For all of Scott Morrison’s chest-thumping rhetoric about how “Australians always stand up to bullies and we will be standing up to Russia”, the sanctions against the Putin regime announced by the prime minister are limited and hardly world-leading. In fact, they strongly parallel those of UK Prime Minister Boris Johnson, who has come under serious criticism for the lack of bite in the sanctions he announced on Tuesday.

Johnson and the UK Tory party have close links with several Russian oligarchs and have taken £2 million in political donations from Russian sources. His government has imposed sanctions on five banks — Rossiya Bank, IS Bank, General Bank, Promsvyazbank and Black Sea Bank — and three Russian oligarchs close to Putin.

Morrison — who doesn’t even have the excuse that Russian oligarchs are significant political donors — barely went any further. He has sanctioned the same five banks and imposed “travel bans and targeted financial sanctions on eight members of Russia’s Security Council”.

The US and Europe went further. The Biden administration blocked two banks, VEB and Promsvyazbank, from US financial markets and froze their assets, and restricted access to any funding of Russian government debt. US sanctions on individuals also extend to the head of Promsvyazbank. The EU cut Russian access to European financial markets and imposed sanctions on 351 members of the Russian Parliament that supported Putin’s recognition of Donetsk and Luhansk as well as a further 27 people.

Russia experts say targeting the elites that support and enable Putin inside Russia is a far more effective way to undermine the autocrat than targeting oligarchs, even if they’re close to Putin.

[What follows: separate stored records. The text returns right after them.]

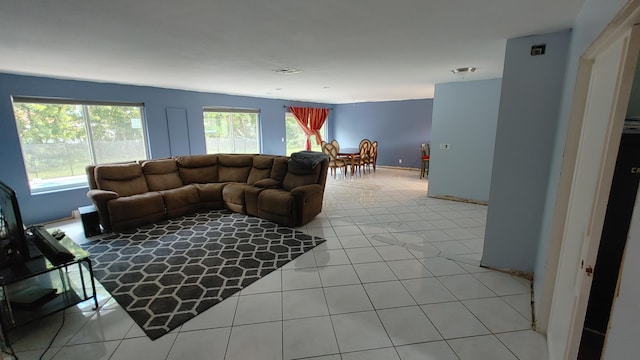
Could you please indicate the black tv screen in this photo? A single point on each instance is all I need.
(13, 243)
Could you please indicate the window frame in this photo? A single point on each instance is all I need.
(82, 180)
(234, 110)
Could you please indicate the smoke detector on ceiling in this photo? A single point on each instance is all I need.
(463, 71)
(288, 71)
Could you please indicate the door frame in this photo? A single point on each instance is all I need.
(564, 335)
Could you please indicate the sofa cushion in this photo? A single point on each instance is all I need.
(181, 201)
(123, 179)
(296, 177)
(233, 195)
(261, 168)
(136, 206)
(198, 169)
(234, 168)
(279, 169)
(211, 195)
(161, 174)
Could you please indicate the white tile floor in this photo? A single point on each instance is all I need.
(398, 278)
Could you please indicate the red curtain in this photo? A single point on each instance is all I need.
(310, 120)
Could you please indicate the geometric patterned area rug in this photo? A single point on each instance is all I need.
(167, 273)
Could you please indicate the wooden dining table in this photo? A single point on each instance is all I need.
(351, 153)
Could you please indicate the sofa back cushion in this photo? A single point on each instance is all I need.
(161, 174)
(261, 168)
(123, 179)
(234, 168)
(198, 169)
(298, 176)
(279, 169)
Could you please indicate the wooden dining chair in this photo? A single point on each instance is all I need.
(373, 155)
(361, 159)
(334, 161)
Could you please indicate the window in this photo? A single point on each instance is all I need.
(231, 130)
(59, 138)
(296, 137)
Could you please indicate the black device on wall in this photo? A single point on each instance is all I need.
(14, 248)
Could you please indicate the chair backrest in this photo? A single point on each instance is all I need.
(322, 146)
(335, 144)
(373, 149)
(331, 151)
(364, 149)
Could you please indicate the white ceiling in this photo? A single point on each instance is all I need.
(348, 50)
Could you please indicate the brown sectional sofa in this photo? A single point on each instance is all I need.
(275, 188)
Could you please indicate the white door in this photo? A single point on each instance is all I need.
(610, 80)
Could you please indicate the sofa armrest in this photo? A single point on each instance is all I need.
(268, 184)
(306, 191)
(98, 196)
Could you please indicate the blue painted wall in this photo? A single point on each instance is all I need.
(399, 126)
(527, 121)
(157, 104)
(465, 115)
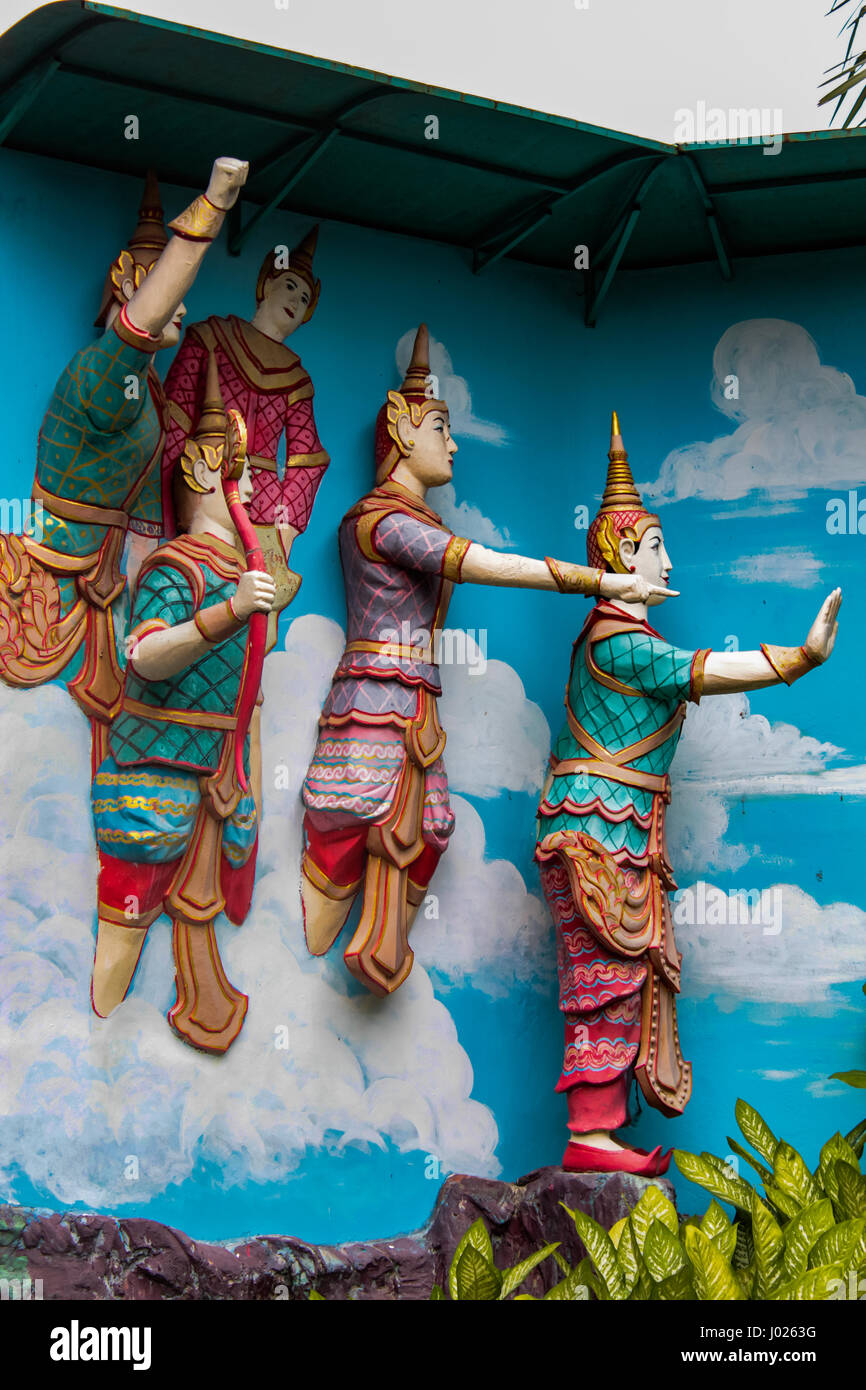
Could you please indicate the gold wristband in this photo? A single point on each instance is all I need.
(574, 578)
(788, 662)
(218, 622)
(200, 221)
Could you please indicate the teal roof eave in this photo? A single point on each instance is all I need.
(370, 74)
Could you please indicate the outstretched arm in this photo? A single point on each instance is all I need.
(159, 295)
(483, 566)
(724, 673)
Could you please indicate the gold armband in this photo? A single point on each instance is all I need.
(574, 578)
(788, 662)
(200, 221)
(218, 622)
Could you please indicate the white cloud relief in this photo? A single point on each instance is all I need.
(79, 1094)
(798, 424)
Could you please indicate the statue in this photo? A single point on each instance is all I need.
(175, 818)
(266, 381)
(376, 794)
(601, 831)
(97, 463)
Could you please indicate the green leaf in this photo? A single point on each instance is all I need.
(628, 1258)
(677, 1287)
(663, 1254)
(478, 1237)
(852, 1190)
(756, 1132)
(742, 1153)
(851, 1079)
(726, 1189)
(769, 1248)
(856, 1137)
(787, 1205)
(712, 1273)
(474, 1278)
(715, 1222)
(802, 1232)
(652, 1205)
(815, 1286)
(601, 1250)
(572, 1289)
(840, 1246)
(793, 1178)
(515, 1276)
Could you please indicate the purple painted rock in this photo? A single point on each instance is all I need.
(84, 1257)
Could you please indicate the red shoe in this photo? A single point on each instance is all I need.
(584, 1158)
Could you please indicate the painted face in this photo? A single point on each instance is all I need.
(288, 298)
(171, 332)
(652, 562)
(431, 456)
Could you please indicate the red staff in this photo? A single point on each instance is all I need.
(234, 462)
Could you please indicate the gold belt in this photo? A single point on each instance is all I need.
(613, 772)
(198, 717)
(395, 649)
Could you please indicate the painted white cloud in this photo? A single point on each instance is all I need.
(466, 519)
(724, 754)
(79, 1094)
(788, 951)
(452, 389)
(798, 424)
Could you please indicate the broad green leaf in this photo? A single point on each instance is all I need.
(793, 1178)
(601, 1250)
(628, 1258)
(744, 1250)
(742, 1153)
(572, 1289)
(801, 1233)
(836, 1147)
(713, 1221)
(616, 1230)
(515, 1276)
(474, 1279)
(652, 1205)
(769, 1248)
(711, 1271)
(852, 1190)
(856, 1137)
(679, 1287)
(663, 1254)
(840, 1244)
(726, 1189)
(784, 1204)
(478, 1237)
(756, 1132)
(815, 1286)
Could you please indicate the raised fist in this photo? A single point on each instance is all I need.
(227, 178)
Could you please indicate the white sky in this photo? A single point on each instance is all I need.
(626, 64)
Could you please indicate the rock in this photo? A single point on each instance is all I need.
(97, 1257)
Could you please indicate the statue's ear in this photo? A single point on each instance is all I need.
(627, 551)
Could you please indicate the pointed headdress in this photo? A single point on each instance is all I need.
(300, 260)
(413, 401)
(622, 513)
(141, 253)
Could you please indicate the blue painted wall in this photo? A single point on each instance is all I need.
(770, 1033)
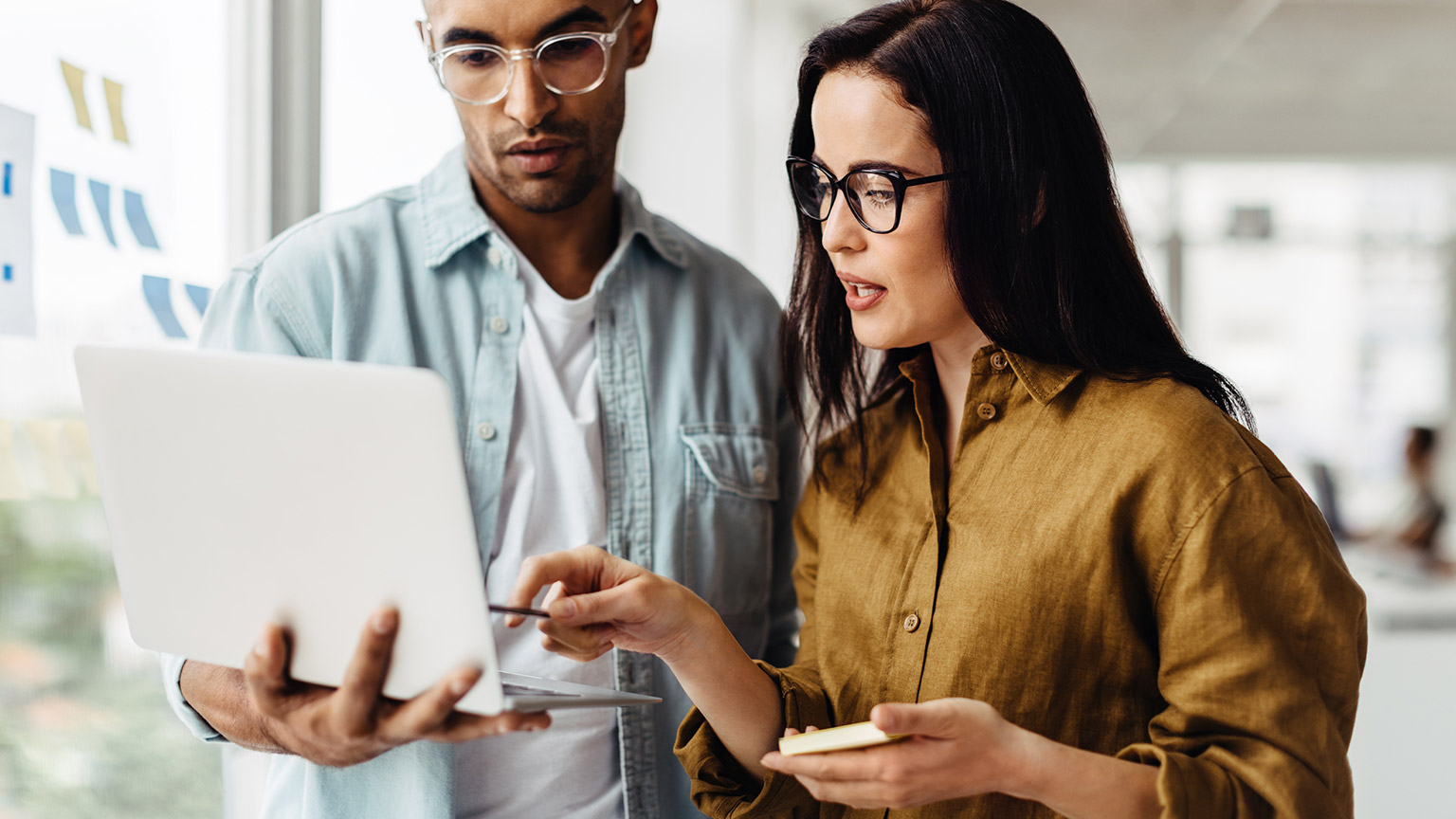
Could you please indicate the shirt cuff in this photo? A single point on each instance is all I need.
(1186, 786)
(173, 685)
(721, 787)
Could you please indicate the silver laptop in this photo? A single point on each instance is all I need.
(246, 488)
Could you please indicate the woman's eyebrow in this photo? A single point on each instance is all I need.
(882, 165)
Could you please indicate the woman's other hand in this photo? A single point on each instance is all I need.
(602, 602)
(956, 748)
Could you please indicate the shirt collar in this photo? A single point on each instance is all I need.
(453, 219)
(1043, 381)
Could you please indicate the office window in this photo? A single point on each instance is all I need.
(113, 229)
(1320, 290)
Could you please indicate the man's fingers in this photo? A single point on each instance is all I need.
(427, 713)
(265, 669)
(364, 680)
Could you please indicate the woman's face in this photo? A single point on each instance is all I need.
(897, 284)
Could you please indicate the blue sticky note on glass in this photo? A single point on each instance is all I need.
(138, 222)
(63, 192)
(100, 195)
(159, 299)
(200, 298)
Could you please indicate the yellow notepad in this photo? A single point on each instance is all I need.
(842, 737)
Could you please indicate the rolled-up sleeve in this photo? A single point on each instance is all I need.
(719, 786)
(1261, 637)
(173, 685)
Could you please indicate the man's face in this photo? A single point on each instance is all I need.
(539, 151)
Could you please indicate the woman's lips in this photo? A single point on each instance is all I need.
(863, 296)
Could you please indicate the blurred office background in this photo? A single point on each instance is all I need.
(1289, 170)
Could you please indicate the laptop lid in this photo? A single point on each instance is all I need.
(246, 488)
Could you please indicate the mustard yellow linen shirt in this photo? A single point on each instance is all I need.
(1117, 566)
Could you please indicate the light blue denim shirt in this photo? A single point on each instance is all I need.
(702, 461)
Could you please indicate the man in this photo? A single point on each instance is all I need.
(613, 381)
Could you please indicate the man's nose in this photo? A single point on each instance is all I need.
(527, 100)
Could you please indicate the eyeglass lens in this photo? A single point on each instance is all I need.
(871, 195)
(570, 64)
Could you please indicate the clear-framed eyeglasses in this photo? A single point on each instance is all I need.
(567, 63)
(875, 197)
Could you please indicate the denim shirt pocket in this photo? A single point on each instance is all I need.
(733, 484)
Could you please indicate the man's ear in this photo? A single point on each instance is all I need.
(640, 31)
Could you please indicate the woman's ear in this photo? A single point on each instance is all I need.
(1042, 201)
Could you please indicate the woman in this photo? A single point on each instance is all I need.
(1040, 542)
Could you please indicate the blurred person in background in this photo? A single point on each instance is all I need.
(1412, 535)
(616, 384)
(1038, 542)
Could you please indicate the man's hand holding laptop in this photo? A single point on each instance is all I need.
(338, 726)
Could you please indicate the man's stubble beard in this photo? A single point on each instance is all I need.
(556, 192)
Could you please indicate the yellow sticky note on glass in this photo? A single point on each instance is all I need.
(79, 453)
(46, 444)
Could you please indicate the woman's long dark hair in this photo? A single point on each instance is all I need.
(1040, 251)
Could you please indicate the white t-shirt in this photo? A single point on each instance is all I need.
(554, 498)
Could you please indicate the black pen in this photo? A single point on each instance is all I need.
(523, 612)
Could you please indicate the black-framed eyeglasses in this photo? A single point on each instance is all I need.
(875, 197)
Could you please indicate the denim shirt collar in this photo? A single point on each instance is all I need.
(453, 219)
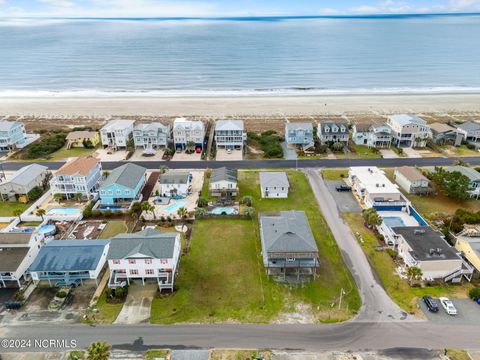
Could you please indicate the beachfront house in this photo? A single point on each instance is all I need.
(17, 251)
(374, 189)
(408, 130)
(188, 132)
(444, 134)
(230, 134)
(175, 184)
(470, 131)
(68, 262)
(12, 135)
(289, 250)
(122, 186)
(116, 134)
(467, 242)
(223, 183)
(22, 182)
(78, 176)
(146, 255)
(86, 139)
(151, 136)
(330, 132)
(372, 134)
(412, 180)
(299, 134)
(428, 250)
(274, 184)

Plainly European sanctions on such individuals are far more effective given they often hold assets in Europe and send their children to study there (though about 1000 Russian students came to study in Australia in 2019). Australia is a bit player, even if our economy is approximately the same size as Russia’s (and we’re a fossil fuel dependent economy as well). But the argument that the sanctions are just the beginning and will be ramped up if Putin invades more areas of Ukraine doesn’t hold up well compared to the actions of the Europeans and the Biden administration.

Could it be that Australia’s heavy trade surplus with Russia is holding Morrison back? Here’s where we’re no bit player. We have a $500-million-a-year surplus with Russia. Made of what? Alumina. We’re the world’s biggest exporter of alumina and Russia is our third-biggest export market, taking over $450 million in exports a year. Indeed, Russian aluminium giant Rusal owns 20% of the Gladstone refinery operated by Rio Tinto, which is one of two in Queensland. Another four refineries operate in Western Australia.

Where else does Russia get alumina from? We’re its second-biggest source of alumina, after… Ukraine. If Morrison wants to live up to his tough talk on Putin, he can dramatically cut Russia’s alumina supplies (and send Rusal’s stock price tumbling even further).

But $450 million in exports, coming from refineries in regional and rural Australia, is valuable in electoral terms. Throw in that we make another $100 million exporting live animals to Russia and you’re talking some electorally potent economic sectors threatened by a real sanctions regime.

But we always stand up to bullies — don’t we?